代打が主だったとは言え、打率 .156、ホームラン1本というのは彼本来の能力を片鱗すら見せることができなかったことを意味している。
そして追い打ちをかけるように、今オフに入って間も無くの右肘靭帯修復手術のニュースがあった。おそらく、今シーズンを通じて右肘の異常を抱えながらのプレーだったのだろう。
しかし、災い転じて福となす、という諺もある。
インターネット上でも誤解されている方が多いように見受けられるが(私自身、最初は誤解していた)、彼の受けた手術は靭帯再建術つまりトミージョン手術ではなく、靭帯修復術である。
トミージョン手術は劣化した肘を除去してから自分の他の部位の靭帯を移植するものであり、術後の回復期間が長いという特徴があるが、靭帯修復術は靭帯の損傷部分を縫合あるいは固定することによって文字通り「修復」するものであり、トミージョン手術の半分以下の期間で復帰が可能となる。
最近の論文(肘内側側副靭帯新鮮単独損傷に対する手術成績、鶴田ほか、2017年)によれば、柔道や新体操などの肘の負担の大きいスポーツでも完全復帰までの期間は3〜6ヶ月(平均3.4ヶ月)ということらしい。
だとすれば、10月24日に手術を受けたオースティン選手の完全復帰は早くて1月下旬。
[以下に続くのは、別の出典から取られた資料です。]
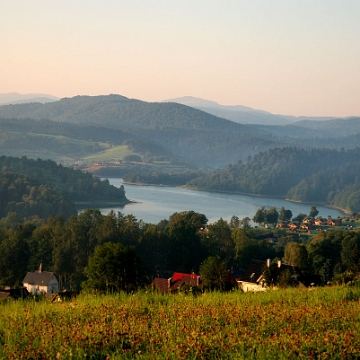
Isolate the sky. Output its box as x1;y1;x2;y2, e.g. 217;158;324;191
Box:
1;1;360;117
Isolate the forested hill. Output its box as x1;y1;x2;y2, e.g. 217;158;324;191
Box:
187;147;360;213
0;156;129;212
0;95;249;132
1;95;360;168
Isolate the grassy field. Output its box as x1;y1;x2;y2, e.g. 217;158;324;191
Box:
0;131;141;166
1;286;360;359
82;145;136;163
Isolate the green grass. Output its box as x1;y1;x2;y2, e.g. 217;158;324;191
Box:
82;145;138;162
1;286;360;359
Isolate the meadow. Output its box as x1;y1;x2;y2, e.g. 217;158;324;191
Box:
1;286;360;359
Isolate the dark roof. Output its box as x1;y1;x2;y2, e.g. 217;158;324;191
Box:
238;260;303;284
231;269;244;279
23;271;57;286
238;260;266;283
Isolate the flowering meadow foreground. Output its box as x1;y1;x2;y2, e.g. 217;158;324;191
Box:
1;287;360;359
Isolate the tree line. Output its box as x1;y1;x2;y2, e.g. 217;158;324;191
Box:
1;206;359;292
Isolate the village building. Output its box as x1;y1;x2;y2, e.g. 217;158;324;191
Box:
151;272;200;293
237;259;303;292
23;265;59;295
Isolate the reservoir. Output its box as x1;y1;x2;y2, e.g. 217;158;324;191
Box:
98;178;345;224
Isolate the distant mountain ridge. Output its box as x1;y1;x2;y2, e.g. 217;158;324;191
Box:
0;92;59;105
164;96;340;125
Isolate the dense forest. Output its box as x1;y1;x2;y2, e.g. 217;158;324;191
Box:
187;147;360;213
123;169;204;186
0;172;76;219
0;156;129;222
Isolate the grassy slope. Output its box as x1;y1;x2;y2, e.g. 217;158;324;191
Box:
0;130;140;165
1;286;360;359
82;145;136;162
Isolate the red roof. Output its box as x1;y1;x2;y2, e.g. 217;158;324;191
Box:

平均的な経過を辿ったとして2月中旬、遅くとも4月中には完全復帰が可能となる。
この手術で肘の状態が万全となり、来シーズンの序盤からタイラー・オースティンらしい本来のバッティングを見せてくれれば2022年シーズンの得点力不足を解消して余りあるものとなる。
今我々にできることは彼の復帰に向けて遠いアメリカに念を送ることしかない。
さあ、皆さん。一緒に祈りましょう!
オースティン選手のコメント
「来シーズンも横浜DeNAベイスターズファンの皆さまの前でプレーできることが本当に嬉しいです。
シーズンオフは、右肘を中心に体のコンディションを整えたいと思います。
どんなときも支えてくれた素晴らしいベイスターズファンのもとにチャンピオンフラッグを届けるため、チームの勝利へ貢献したいです。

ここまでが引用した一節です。